Run, C4, Olivia Colman, Lennie James, Jaime Winstone, Neil Maskell PREVIEW



Rating: ★★★★

Channel 4: Monday 15-Thursday 18 July, 10pm

Story: Four seemingly unconnected stories about people at crunch moments in their lives, including single-mum Carol, whose sons are wanted by the police, and illegal immigrant Ying…

HATS OFF TO CHANNEL 4 for steering clear of the period dramas and cop procedurals we see so much of on the other sides.

Last year they gave us the thought-provoking Murder: Joint Enterprise (which will return), earlier this year we had the jaunty but not entirely successful Utopia. Now C4 is stripping this new rough-edged, four-part drama through the week.

Olivia Colman

Outside of Jimmy McGovern, most TV dramas steer clear of working-class life these days. Run, however, is an honest attempt to bring talented established stars and newcomers together to tell four linking tales that take a walk on the poverty-stricken side of Britain that goes on all around us.

Olivia Colman ditches that nice detective persona from Broadchurch to play a foul-mouthed single mum, bringing up two teenage boys who have few redeeming features. Dean batters his girlfriend Tracey, while Terry tags along.

Carol herself is the kind of woman who is vilified in the media these days for not being middle-class enough. She is coarse, ignores Dean giving Trace a ‘slap’ and nicks stuff from the warehouse where she works. She lives on an estate, is separated from her psycho boyfriend, played sublimely by Neil Maskell, and is fighting to hold her life of tears and fags together.

Carol discovers her sons’ secret

It is while Dean is dragging Trace around by the hair in a car park that a passerby sees him, and carries on passing by. Being a nutter, Dean wants to know what the stranger is looking at, before joining forces with his brother to beat the man to death. Downton Abbey it ain’t.

Carol has an inkling that something’s wrong when she finds the boys’ bloody clothes in the laundry. When she suggests to their father they should tell the police it was an accident, Kieran – whose normal mode of communication is with his fists – punches her.

Run is created and written by newcomers Marlon Smith and Daniel Fajemisin-Duncan and succeeds in

getting us to see the world through Carol’s eyes. It’s brutal, and the language will make your eyes water at times. But for all its bleakness, it finds the traces of humanity that still bind people together despite their poverty and lack of opportunities.

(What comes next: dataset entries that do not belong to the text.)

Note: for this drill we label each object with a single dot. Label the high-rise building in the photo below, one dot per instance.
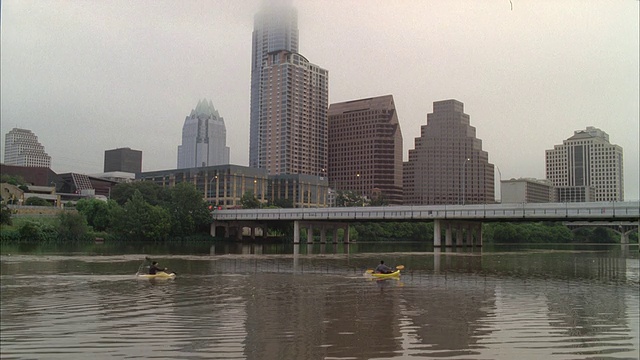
(289, 100)
(365, 148)
(586, 167)
(526, 190)
(123, 159)
(21, 148)
(204, 138)
(448, 165)
(275, 28)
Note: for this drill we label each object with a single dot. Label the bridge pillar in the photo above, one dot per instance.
(296, 232)
(437, 232)
(479, 235)
(310, 234)
(346, 234)
(448, 236)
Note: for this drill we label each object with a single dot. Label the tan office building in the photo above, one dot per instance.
(293, 115)
(365, 148)
(448, 165)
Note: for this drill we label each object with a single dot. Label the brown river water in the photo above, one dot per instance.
(254, 302)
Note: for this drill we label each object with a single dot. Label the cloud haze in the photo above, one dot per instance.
(88, 76)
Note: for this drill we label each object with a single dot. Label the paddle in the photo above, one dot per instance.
(399, 267)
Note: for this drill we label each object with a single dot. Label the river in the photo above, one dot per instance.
(251, 301)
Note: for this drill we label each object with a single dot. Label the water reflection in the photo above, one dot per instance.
(315, 304)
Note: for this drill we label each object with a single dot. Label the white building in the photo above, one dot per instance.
(204, 138)
(22, 148)
(586, 167)
(526, 190)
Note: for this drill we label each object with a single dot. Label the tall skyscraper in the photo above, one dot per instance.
(586, 167)
(21, 148)
(448, 165)
(365, 148)
(289, 99)
(123, 159)
(204, 138)
(275, 28)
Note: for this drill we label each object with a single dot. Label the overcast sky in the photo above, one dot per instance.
(89, 76)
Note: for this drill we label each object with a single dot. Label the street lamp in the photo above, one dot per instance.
(500, 182)
(464, 178)
(361, 186)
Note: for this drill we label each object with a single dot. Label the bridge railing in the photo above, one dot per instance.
(533, 212)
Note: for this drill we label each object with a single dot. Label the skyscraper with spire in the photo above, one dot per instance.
(289, 98)
(204, 138)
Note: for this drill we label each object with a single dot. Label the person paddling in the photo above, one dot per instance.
(383, 269)
(153, 269)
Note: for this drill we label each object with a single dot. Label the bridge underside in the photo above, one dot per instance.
(467, 233)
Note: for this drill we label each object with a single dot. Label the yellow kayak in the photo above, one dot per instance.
(158, 275)
(384, 276)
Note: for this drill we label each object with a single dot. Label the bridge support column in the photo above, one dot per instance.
(479, 235)
(296, 232)
(437, 232)
(346, 234)
(448, 236)
(310, 234)
(459, 228)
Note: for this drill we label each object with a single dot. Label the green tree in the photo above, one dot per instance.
(249, 201)
(72, 227)
(36, 201)
(5, 214)
(139, 220)
(97, 212)
(151, 192)
(189, 212)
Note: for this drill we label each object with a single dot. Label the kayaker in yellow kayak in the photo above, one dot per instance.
(383, 269)
(153, 269)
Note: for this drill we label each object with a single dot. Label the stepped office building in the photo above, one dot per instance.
(365, 148)
(448, 165)
(204, 138)
(21, 148)
(289, 99)
(586, 167)
(123, 159)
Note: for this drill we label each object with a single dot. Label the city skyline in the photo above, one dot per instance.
(529, 75)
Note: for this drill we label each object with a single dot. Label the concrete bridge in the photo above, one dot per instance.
(465, 220)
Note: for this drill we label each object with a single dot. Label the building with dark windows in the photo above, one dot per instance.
(586, 167)
(448, 165)
(289, 99)
(204, 138)
(123, 159)
(365, 148)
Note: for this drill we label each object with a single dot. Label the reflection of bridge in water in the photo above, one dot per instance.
(463, 220)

Part two follows up with Ying’s story. We’ve seen her buying stolen goods from Carol, but learn that Ying (Katie Leung) is an illegal immigrant facing a painful future in debt to a Snakehead gang. Wednesday’s story is about struggling heroin addict Richard (Lennie James), and Thursday’s about Kasia (Katharina Schuttler), a Polish woman in London who is struggling to make a living while contending with her gambling-addict boyfriend.

Hard-hitting and affecting, the stories are well-acted and refreshingly frank.